A cloud day with some sunshine

Nowadays it is rare for a website or web application to go live without passing pre-determined performance criteria that has been previously defined as necessary by the business.  This normally comes down to number of webpages or transactions per second all loaded within a specific download speed. Testing to prove the website against this type of performance criteria is necessary to ensure the end-user experience is as intended.

However as more websites move onto cloud infrastructures the benefits of cloud, such as the dynamic addition of infrastructure through auto-scaling and the setting of predictable performance levels with database transaction units (DTUs – in Microsoft’s Azure ) must also be proven in load testing. This is not only to ensure that these features work as expected but also to ensure that costs are not unnecessarily incurred or business not transacted through their mis-configuration or even under-assignment. 

Auto-scaling and Performance Load Testing

As it is a major benefit of cloud environments it is important to get auto-scaling to work correctly as the load on your website fluctuates otherwise you may end up paying for services you are not using.  Fortunately, cloud vendors have made the configuration of auto-scaling simple so that the service is quick and easy to use, but when dealing with dynamic loads on a system you need to ensure that the rules will work when you need them most. 

In a recent load test the client began a user journey (UJ) test that would continually increase load up to 500 concurrent users over a 30 minute period. They were confident that their application would perform well but what we found was the way that auto-scaling had been configured, end-user experience would have been extremely poor. In our results chart we can see that after 2.5 minutes of the test, the download speed of the UJ started to increase at an alarming rate. 

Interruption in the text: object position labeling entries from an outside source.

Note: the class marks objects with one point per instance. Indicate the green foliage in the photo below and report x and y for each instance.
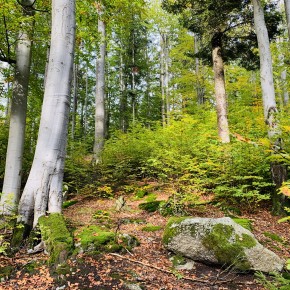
(276, 282)
(151, 228)
(150, 206)
(189, 156)
(68, 203)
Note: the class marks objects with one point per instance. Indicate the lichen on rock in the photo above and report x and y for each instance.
(219, 241)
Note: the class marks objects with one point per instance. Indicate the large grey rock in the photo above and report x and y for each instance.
(219, 241)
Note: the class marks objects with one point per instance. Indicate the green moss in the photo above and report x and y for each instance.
(226, 251)
(246, 223)
(151, 228)
(150, 206)
(68, 203)
(273, 237)
(170, 230)
(57, 238)
(177, 260)
(94, 238)
(5, 272)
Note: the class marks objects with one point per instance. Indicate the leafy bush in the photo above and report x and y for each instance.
(188, 154)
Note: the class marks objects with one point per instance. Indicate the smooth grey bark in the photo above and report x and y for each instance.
(43, 190)
(74, 100)
(279, 172)
(287, 11)
(198, 70)
(123, 97)
(266, 69)
(220, 89)
(13, 168)
(100, 117)
(285, 92)
(162, 81)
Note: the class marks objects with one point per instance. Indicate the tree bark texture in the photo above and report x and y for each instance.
(287, 11)
(220, 90)
(43, 190)
(100, 121)
(13, 169)
(279, 172)
(266, 70)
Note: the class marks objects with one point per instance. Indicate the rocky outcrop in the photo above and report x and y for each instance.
(219, 241)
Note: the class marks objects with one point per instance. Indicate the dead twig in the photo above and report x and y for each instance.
(171, 273)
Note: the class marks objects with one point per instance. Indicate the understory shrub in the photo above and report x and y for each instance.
(188, 154)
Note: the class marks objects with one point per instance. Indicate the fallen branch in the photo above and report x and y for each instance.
(171, 273)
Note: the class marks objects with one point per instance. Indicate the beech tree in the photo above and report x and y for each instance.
(279, 173)
(287, 11)
(13, 169)
(43, 190)
(100, 121)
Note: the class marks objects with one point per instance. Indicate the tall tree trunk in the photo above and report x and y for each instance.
(13, 169)
(279, 173)
(166, 77)
(162, 79)
(123, 97)
(100, 121)
(199, 86)
(74, 101)
(220, 89)
(43, 190)
(287, 11)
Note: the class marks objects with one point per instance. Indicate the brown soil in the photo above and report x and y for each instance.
(148, 265)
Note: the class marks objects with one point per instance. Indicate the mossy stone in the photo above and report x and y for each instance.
(58, 240)
(151, 206)
(5, 272)
(94, 238)
(229, 249)
(151, 228)
(246, 223)
(171, 230)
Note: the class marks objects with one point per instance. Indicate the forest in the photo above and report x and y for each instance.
(144, 144)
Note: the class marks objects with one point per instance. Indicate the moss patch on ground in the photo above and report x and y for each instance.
(58, 240)
(151, 206)
(171, 231)
(227, 248)
(246, 223)
(94, 238)
(151, 228)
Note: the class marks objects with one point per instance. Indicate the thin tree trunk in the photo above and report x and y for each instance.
(43, 190)
(199, 87)
(13, 169)
(287, 11)
(220, 90)
(123, 98)
(100, 122)
(279, 172)
(166, 77)
(162, 79)
(74, 101)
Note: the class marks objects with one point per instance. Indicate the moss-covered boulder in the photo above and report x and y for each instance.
(97, 239)
(219, 241)
(56, 237)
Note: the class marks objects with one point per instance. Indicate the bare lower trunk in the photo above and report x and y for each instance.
(43, 190)
(220, 90)
(279, 172)
(162, 82)
(100, 122)
(287, 11)
(13, 169)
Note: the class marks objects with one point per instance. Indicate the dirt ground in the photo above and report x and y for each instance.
(148, 265)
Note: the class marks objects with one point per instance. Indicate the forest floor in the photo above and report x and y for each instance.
(148, 265)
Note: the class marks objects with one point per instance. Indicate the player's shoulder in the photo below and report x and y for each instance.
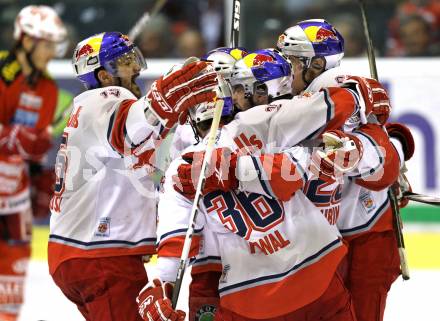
(10, 68)
(102, 96)
(254, 115)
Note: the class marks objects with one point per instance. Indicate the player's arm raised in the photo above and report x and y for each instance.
(166, 104)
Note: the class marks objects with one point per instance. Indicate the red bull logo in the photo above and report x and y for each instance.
(255, 60)
(91, 46)
(84, 51)
(319, 34)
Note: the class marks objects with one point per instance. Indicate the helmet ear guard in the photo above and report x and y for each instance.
(263, 72)
(43, 23)
(111, 51)
(313, 38)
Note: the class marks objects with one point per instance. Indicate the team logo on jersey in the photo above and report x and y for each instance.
(271, 108)
(367, 202)
(19, 266)
(103, 227)
(206, 313)
(224, 276)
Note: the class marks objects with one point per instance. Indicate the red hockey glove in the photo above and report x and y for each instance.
(30, 143)
(154, 302)
(403, 134)
(220, 174)
(173, 94)
(341, 154)
(373, 95)
(401, 186)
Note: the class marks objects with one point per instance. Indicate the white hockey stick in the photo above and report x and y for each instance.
(194, 210)
(393, 200)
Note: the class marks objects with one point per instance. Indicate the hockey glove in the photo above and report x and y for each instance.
(403, 134)
(373, 95)
(220, 173)
(172, 95)
(154, 302)
(29, 143)
(342, 153)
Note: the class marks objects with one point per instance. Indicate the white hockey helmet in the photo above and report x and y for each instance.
(265, 68)
(313, 38)
(224, 58)
(41, 22)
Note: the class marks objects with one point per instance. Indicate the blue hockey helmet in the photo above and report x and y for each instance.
(313, 38)
(108, 50)
(264, 68)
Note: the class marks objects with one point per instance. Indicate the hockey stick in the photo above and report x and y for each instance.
(235, 23)
(431, 200)
(393, 200)
(194, 210)
(235, 30)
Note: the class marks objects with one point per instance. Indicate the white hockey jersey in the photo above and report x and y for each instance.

Performance Load Test Results with Auto-scaling

From our previous benchmark test, the UJ should complete in approximately 47 seconds but in the auto-scaling test as the load went over 50 users the download speed started to climb very quickly.  We observed that the CPU was also moving towards 100% at this point, but the planned auto-scaling had not kicked in.      

Auto-scaling had been configured to bring more resources to bear from 70% CPU utilisation, but only if CPU was at 70% or greater for 10 minutes, so we had found the reason why more servers had not spun up.   This proved to be the case as about 10 minutes after auto-scaling had occurred the download speed started to improve due to the extra resources within the environment .

The client quickly configured a new rule that stated that if CPU is 80% or greater, then just spin up the extra resources.  This dynamic change to configuration proved worthy as CPU started to climb again at about 18 minutes. This was sufficient to contain the increasing workload on the CPU resources and start to reduce download speed.

In the graph we can see than the UJ never recovers back to target time of 47 seconds. Further investigation showed that this was due to a secondary problem that had been identified through performance load testing.

Database Transaction Units (DTUs)

Because we could now see the CPU resources had settled to an acceptable level this secondary problem was something new.  

The client’s databases are hosted in Microsoft’s Azure where it is possible to procure a specific performance level for your database. This is where Microsoft is committing a certain level of resources for your specific database with the intention of delivering a predictable level of performance.  The Azure platform implements this approach through the concept of Database Transaction Units (DTUs) and this enables Microsoft to charge a price that will be dependent upon how performant you want your databases to be, so it is important to get these settings right.

Further analysis showed that the number of DTUs assigned to one of the three databases used in this UJ had reached its maximum.  Consequently, the database was unable to work any faster. 

Of course, the simple thing to do at this point would be to add ore DTUs, which over time could prove expensive as this could be a never ending cost to the operating budget.  However, the client decided it was worth a review of how this specific database was being used in this UJ. Using the knowledge gained of how the application works under load the client was able to make some minor enhancements that resolved this without incurring further infrastructure costs.

It’s Not a Cloudy Day Though

As a mainstream technology Cloud delivers many benefits and advanced infrastructure features that enable consistent performance and the dynamic scaling of services.  However, regular and effective performance load testing is essential to maximising cost benefits while ensuring that your website or application will perform for your end-users as expected when most needed.